Reprenons ces phénomènes dans leur ensemble: nous pourrons saisir la gradation régulière et la complication progressive de l'acte psychique, depuis le mouvement de la cellule irritable jusqu'à l'acte instinctif le plus compliqué.
C'est d'abord une cellule qui réagit à l'excitant. Puis plusieurs cellules voisines deviennent aptes à subir l'irritation de la première et s'ébranlent de proche en proche.
Puis, la différenciation faisant des progrès, certaines cellules deviennent spécialement réservées à percevoir l'irritation; d'autres conduisent l'irritation à une cellule centrale; d'autres enfin transmettent l'irritation de la cellule centrale (nerveuse) à la cellule périphérique (musculaire) chargée plus particulièrement du mouvement. C'est le réflexe simple.
Puis l'acte réflexe simple, au lieu de porter sur un seul muscle, porte sur un groupe de muscles: ce n'est plus un mouvement réflexe, c'est un acte réflexe.
Puis, l'organisme central devenant plus compliqué et plus perfectionné, l'irritant périphérique peut être minime, et la réaction est disproportionnée avec l'excitation; elle nécessite une certaine élaboration intellectuelle; c'est le réflexe psychique.
Puis le réflexe psychique, au lieu de commander un seul acte, commande tout un groupe d'actes plus ou moins synergiques, une attitude, un mouvement d'ensemble.
Puis, enfin, au lieu d'être un mouvement d'ensemble, c'est une série, souvent longtemps prolongée, d'actes et de mouvements d'ensemble qui s'enchaînent l'un à l'autre, comme par une sorte de rythme, avec une régularité inexorable: c'est l'instinct.

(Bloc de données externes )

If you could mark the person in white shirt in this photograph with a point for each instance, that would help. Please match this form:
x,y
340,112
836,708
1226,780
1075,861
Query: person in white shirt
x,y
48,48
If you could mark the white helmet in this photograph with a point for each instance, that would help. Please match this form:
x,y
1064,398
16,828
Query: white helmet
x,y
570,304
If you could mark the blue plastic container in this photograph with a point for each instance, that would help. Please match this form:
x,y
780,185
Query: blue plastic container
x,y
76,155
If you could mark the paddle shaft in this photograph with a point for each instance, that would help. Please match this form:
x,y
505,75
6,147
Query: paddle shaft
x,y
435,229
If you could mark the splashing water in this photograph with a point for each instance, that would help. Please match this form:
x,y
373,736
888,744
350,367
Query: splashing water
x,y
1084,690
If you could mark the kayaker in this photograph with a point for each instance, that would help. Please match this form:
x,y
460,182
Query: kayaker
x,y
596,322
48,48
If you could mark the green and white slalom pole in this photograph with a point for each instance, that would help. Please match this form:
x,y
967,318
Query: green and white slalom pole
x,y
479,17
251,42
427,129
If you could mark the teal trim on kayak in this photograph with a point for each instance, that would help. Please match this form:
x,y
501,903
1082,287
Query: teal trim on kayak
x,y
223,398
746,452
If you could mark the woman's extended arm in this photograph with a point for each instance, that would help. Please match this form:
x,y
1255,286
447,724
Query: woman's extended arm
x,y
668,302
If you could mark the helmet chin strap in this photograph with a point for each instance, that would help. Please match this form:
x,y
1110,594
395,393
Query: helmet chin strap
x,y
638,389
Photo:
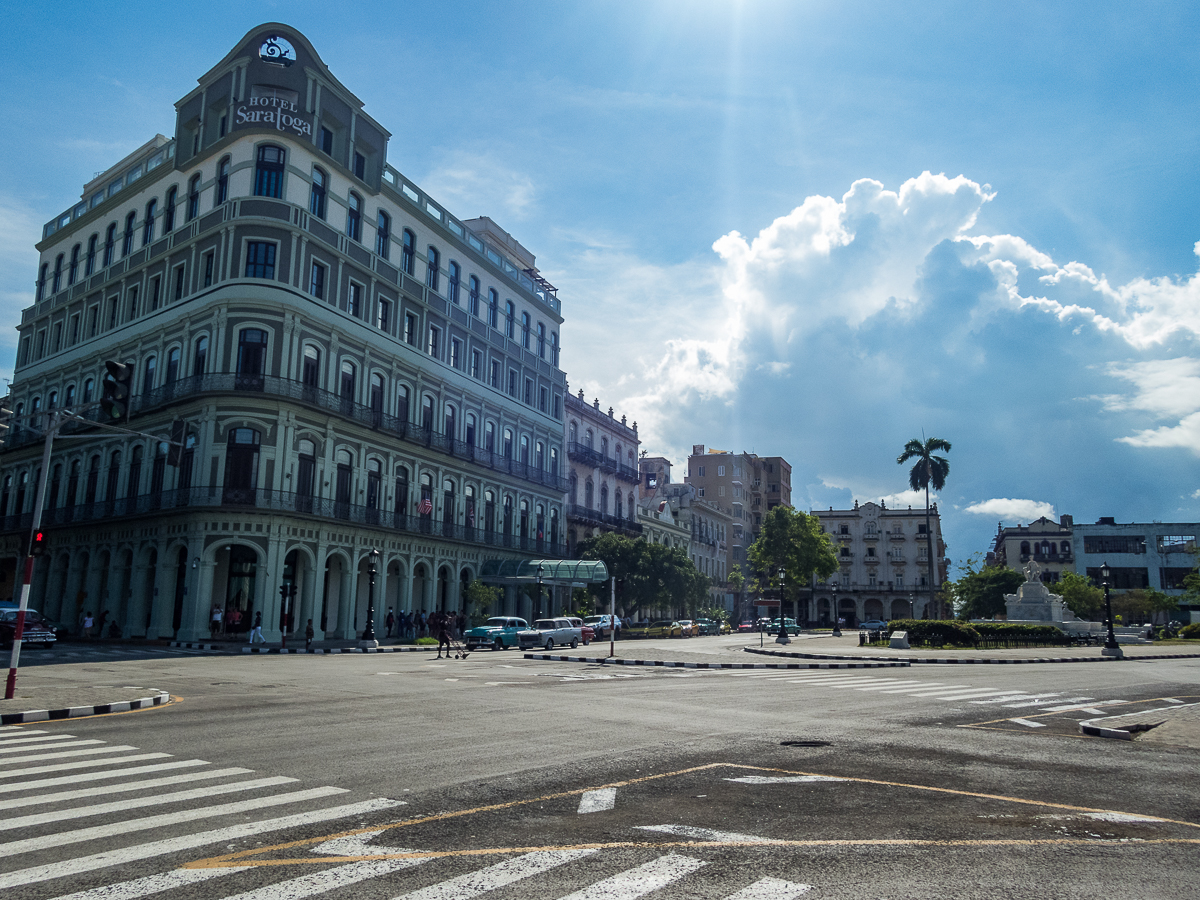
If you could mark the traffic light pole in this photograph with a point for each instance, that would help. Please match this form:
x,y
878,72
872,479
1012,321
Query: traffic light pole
x,y
15,659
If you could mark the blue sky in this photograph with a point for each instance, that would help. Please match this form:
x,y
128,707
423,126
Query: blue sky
x,y
814,229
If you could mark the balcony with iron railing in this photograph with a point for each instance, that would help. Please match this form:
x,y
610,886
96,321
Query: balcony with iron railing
x,y
267,501
316,397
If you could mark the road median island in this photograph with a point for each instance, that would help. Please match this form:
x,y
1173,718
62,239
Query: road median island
x,y
40,703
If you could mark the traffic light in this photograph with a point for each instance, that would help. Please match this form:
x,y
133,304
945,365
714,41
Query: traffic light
x,y
115,400
175,448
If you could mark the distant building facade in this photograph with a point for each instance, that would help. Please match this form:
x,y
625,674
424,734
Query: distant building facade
x,y
885,564
601,493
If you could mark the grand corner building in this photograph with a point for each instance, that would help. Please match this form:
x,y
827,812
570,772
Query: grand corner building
x,y
353,367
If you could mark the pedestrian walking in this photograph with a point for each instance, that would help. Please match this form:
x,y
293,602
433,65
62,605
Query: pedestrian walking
x,y
257,630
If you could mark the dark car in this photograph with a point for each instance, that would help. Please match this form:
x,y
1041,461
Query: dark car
x,y
36,629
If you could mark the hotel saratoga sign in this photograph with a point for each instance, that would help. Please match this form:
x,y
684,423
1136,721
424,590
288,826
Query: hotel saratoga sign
x,y
273,107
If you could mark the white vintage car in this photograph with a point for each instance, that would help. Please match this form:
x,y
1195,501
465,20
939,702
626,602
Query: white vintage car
x,y
549,633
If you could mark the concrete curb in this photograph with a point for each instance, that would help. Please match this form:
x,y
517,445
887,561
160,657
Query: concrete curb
x,y
664,664
936,661
41,715
339,649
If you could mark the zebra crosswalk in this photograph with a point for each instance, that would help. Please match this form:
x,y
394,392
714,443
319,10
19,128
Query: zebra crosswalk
x,y
112,822
903,685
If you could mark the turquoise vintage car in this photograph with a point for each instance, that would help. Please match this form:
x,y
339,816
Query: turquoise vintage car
x,y
499,633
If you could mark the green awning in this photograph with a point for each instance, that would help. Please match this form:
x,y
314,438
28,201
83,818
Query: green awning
x,y
553,571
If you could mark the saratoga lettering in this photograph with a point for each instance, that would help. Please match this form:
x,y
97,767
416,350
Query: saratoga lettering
x,y
273,112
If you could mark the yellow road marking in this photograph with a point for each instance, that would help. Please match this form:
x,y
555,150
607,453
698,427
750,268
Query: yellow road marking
x,y
245,855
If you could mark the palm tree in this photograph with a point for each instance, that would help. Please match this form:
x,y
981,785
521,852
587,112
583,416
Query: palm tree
x,y
929,471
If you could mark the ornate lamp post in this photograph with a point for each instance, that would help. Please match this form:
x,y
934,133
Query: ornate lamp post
x,y
369,639
783,622
1110,643
837,615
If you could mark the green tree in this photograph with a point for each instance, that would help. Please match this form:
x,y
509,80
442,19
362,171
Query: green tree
x,y
979,593
930,471
1080,594
796,543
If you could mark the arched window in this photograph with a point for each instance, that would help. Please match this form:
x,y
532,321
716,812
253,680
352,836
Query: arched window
x,y
317,195
383,234
90,265
193,197
473,295
222,183
201,357
408,251
127,243
432,270
168,214
454,275
269,172
148,375
354,217
148,226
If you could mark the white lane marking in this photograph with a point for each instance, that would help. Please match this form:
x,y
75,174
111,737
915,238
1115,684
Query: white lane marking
x,y
76,765
105,790
107,859
705,834
12,741
1041,700
772,889
781,779
497,876
635,882
64,754
142,825
329,880
598,801
45,745
161,799
149,885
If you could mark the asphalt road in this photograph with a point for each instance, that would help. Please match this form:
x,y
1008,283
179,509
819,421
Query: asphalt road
x,y
401,775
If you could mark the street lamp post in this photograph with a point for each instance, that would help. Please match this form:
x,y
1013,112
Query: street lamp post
x,y
837,613
369,639
1110,642
783,622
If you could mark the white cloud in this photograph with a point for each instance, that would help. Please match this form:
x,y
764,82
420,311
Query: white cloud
x,y
1012,510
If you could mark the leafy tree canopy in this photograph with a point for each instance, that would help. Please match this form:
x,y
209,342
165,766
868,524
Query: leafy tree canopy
x,y
795,541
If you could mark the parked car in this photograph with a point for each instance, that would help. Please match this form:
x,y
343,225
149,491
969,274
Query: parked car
x,y
547,633
790,624
586,630
600,624
499,633
36,629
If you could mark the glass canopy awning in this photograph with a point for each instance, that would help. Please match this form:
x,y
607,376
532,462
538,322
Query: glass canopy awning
x,y
553,571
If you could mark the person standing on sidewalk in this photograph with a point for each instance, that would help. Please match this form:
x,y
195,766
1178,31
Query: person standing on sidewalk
x,y
257,630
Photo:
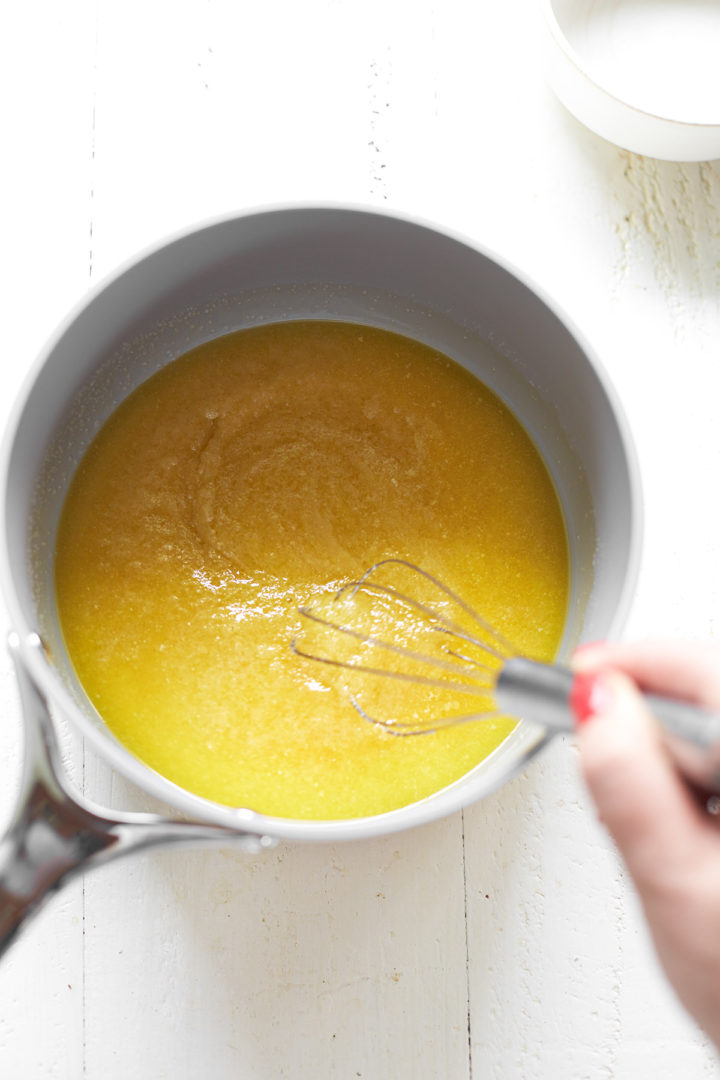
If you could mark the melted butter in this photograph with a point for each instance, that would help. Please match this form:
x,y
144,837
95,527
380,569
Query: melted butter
x,y
244,480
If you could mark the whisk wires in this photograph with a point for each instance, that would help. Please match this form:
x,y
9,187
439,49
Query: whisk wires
x,y
371,629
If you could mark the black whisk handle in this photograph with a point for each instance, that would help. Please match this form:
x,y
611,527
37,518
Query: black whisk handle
x,y
541,693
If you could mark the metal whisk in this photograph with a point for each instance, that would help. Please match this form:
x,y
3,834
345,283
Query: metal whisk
x,y
372,629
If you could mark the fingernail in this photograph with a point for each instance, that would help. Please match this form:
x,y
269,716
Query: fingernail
x,y
591,696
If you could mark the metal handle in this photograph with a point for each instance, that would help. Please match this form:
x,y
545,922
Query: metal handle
x,y
55,834
540,692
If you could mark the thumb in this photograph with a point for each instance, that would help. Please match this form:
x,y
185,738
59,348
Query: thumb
x,y
640,797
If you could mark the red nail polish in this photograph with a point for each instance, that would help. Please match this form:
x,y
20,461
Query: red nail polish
x,y
589,696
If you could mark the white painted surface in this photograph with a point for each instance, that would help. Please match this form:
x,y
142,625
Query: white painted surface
x,y
503,942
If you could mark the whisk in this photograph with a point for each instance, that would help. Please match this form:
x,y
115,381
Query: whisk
x,y
375,629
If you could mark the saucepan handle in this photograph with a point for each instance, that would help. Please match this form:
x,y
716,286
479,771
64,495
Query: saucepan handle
x,y
55,834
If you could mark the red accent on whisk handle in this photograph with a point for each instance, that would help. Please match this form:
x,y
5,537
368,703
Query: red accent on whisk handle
x,y
542,694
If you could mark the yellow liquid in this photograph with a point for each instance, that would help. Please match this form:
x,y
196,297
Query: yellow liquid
x,y
244,480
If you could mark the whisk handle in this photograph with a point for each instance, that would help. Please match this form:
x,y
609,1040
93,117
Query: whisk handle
x,y
541,693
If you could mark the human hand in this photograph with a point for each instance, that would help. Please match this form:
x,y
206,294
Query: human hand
x,y
668,840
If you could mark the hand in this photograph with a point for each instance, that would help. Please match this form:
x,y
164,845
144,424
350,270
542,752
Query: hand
x,y
668,840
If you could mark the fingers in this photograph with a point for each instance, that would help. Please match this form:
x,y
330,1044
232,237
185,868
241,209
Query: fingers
x,y
651,814
687,670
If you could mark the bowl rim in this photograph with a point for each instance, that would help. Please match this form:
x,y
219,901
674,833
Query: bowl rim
x,y
439,804
572,55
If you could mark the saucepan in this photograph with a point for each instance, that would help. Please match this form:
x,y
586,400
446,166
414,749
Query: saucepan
x,y
330,262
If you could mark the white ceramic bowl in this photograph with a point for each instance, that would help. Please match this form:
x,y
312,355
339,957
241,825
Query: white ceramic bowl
x,y
641,73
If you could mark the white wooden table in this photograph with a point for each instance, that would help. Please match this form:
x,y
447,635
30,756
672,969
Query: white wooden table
x,y
503,942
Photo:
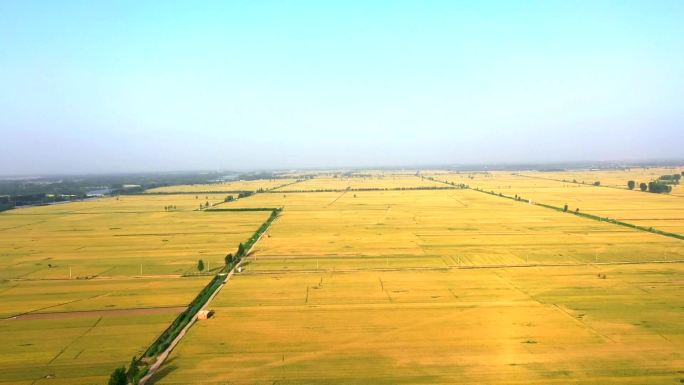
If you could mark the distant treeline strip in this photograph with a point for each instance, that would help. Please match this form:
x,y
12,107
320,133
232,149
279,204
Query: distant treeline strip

Tous ces actes semblent, grâce à la sélection naturelle qui les a déterminés, commandés par une intelligence supérieure. De fait, ils sont étroitement appropriés à la vie de l'être et à la nécessité vitale; mais ce ne sont que de purs mécanismes; et l'intelligence n'est pas en eux, mais seulement dans la loi qui en a favorisé l'apparition à la surface de la terre.